Ein kleines Tief aus Westen bringt heute Schnee und Regen mit. Vor allem in der nördlichen Landesmitte kann es glatt werden. Nach weiteren meist leichten Schneefällen am Donnerstag beruhigt sich das Wetter nachfolgend. Gebietsweise wird es auch richtig freundlich.
Heute Nachmittag schneit es in einem Streifen vom Münsterland und östlichen Ruhrgebiet bis zum Harz teilweise kräftiger. Im Berufsverkehr kann es glatt werden, Autofahrer sollten sich auf größere Behinderungen einstellen. Nach Westen hin mischen sich zunehmend Regentropfen unter. Nach Süden hin regnet es im Flachland zumeist. Der Schneefall an der Ostsee lässt dagegen nach. Teilweise länger freundlich ist es von Südostbayern bis nach Sachsen hinein.

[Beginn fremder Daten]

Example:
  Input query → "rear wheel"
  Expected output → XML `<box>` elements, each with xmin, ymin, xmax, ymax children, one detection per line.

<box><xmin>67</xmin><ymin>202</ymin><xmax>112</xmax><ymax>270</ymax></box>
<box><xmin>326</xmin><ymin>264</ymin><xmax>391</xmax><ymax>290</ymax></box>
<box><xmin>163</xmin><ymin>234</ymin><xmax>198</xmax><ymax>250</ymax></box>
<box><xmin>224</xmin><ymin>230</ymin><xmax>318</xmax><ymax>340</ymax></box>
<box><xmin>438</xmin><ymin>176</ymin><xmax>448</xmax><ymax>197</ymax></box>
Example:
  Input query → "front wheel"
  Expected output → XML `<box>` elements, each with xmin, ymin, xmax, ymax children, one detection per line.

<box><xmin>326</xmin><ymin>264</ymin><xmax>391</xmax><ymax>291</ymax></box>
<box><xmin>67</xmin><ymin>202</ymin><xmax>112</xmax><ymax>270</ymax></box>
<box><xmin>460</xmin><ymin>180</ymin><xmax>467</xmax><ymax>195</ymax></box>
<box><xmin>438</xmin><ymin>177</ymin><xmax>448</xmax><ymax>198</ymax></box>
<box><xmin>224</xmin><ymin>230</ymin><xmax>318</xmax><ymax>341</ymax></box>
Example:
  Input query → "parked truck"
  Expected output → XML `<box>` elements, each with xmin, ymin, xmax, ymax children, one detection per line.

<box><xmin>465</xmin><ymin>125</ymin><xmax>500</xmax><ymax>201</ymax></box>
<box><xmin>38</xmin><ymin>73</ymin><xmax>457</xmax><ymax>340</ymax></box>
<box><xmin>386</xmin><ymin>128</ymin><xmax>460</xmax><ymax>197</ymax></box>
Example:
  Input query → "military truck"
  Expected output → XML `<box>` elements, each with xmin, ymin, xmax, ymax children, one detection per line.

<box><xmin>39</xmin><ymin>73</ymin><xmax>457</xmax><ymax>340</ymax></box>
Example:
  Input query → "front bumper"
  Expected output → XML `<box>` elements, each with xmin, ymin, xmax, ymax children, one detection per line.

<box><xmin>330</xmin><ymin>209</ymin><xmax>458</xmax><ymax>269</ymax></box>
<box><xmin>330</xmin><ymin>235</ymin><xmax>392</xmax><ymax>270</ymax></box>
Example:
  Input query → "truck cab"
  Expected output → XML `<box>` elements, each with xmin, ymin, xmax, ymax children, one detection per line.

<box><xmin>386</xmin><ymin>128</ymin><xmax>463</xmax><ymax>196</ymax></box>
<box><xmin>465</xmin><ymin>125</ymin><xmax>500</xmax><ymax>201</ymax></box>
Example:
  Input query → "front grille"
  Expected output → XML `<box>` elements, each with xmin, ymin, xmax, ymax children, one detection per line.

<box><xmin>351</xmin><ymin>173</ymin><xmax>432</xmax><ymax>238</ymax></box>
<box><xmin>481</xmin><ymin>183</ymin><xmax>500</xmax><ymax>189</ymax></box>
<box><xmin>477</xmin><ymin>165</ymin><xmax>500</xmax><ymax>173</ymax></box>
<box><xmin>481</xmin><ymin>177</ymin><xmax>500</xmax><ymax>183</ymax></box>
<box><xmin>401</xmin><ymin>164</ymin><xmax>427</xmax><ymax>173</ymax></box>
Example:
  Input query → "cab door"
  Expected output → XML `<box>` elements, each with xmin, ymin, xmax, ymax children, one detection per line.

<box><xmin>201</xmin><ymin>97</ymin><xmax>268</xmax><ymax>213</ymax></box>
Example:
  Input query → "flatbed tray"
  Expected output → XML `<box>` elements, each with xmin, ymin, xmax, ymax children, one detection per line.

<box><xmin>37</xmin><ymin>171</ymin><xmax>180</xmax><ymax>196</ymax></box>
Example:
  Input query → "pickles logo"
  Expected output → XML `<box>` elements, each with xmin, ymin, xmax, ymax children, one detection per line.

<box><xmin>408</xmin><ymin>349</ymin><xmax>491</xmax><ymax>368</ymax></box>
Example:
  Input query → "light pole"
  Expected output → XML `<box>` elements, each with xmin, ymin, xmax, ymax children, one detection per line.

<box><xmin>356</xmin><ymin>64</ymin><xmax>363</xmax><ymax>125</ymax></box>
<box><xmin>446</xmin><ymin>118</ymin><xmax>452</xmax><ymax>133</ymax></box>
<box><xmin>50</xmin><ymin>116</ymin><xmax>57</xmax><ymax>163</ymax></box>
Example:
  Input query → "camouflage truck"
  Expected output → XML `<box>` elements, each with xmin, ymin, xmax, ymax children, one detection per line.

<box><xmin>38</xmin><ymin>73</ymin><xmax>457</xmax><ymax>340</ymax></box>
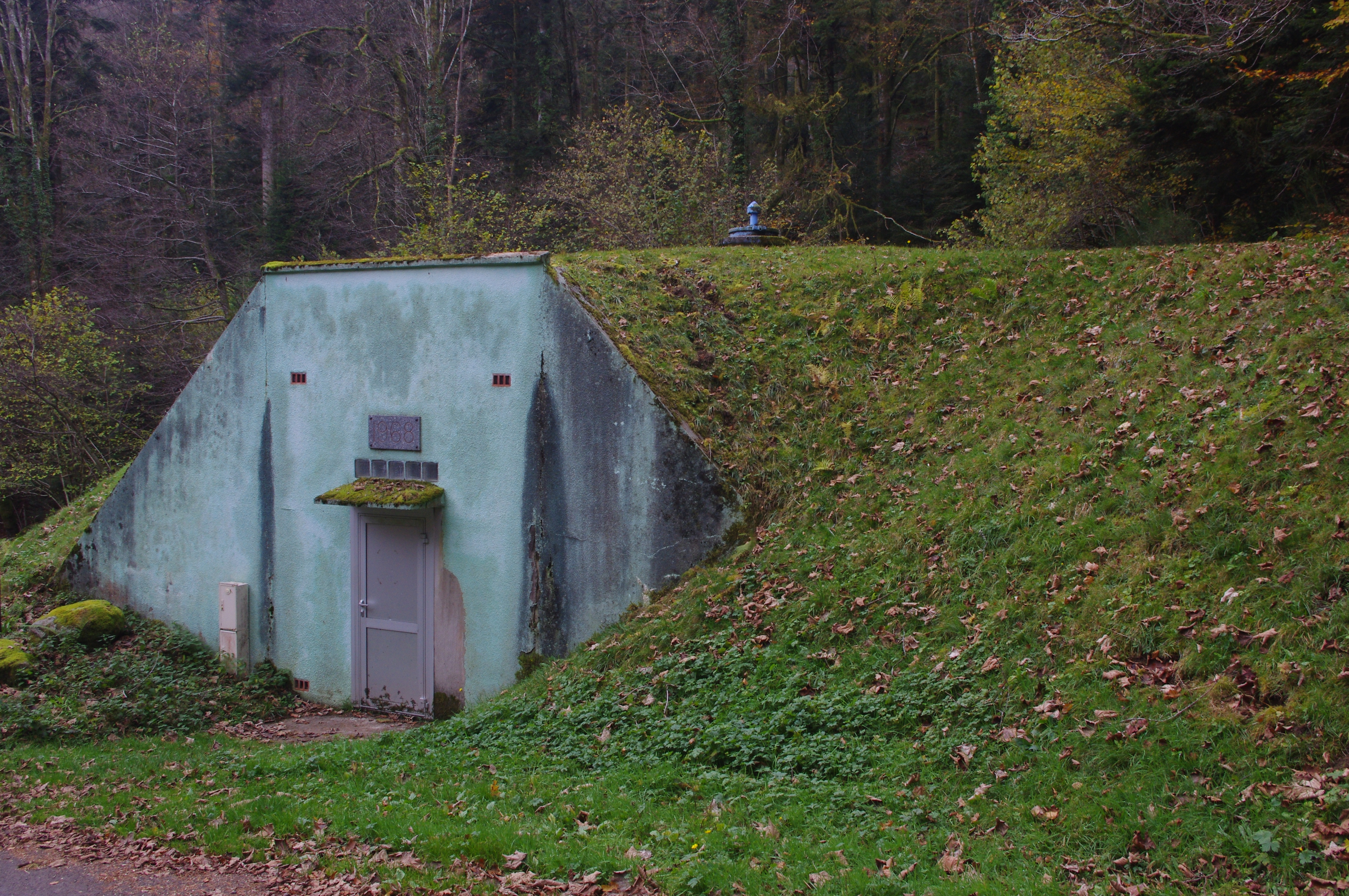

Die Höchstwerte reichen von minus 1 Grad in Kiel bis plus 12 Grad in München.
In der Nacht schneit es von Ostwestfalen über das südöstliche Niedersachsen und Hessen bis nach Berlin teilweise kräftiger. Weiter südlich regnet es zumeist. Zum Morgen verlagert sich der Schwerpunkt der Niederschläge in den Osten. Im Westen folgen nur noch selten Schauer. Gebietsweise lockern auch die Wolken auf. Während es im Südosten und teilweise auch am Rhein frostfrei bleibt, werden in den anderen Gebieten Tiefstwerte von minus 5 bis 0 Grad gemessen.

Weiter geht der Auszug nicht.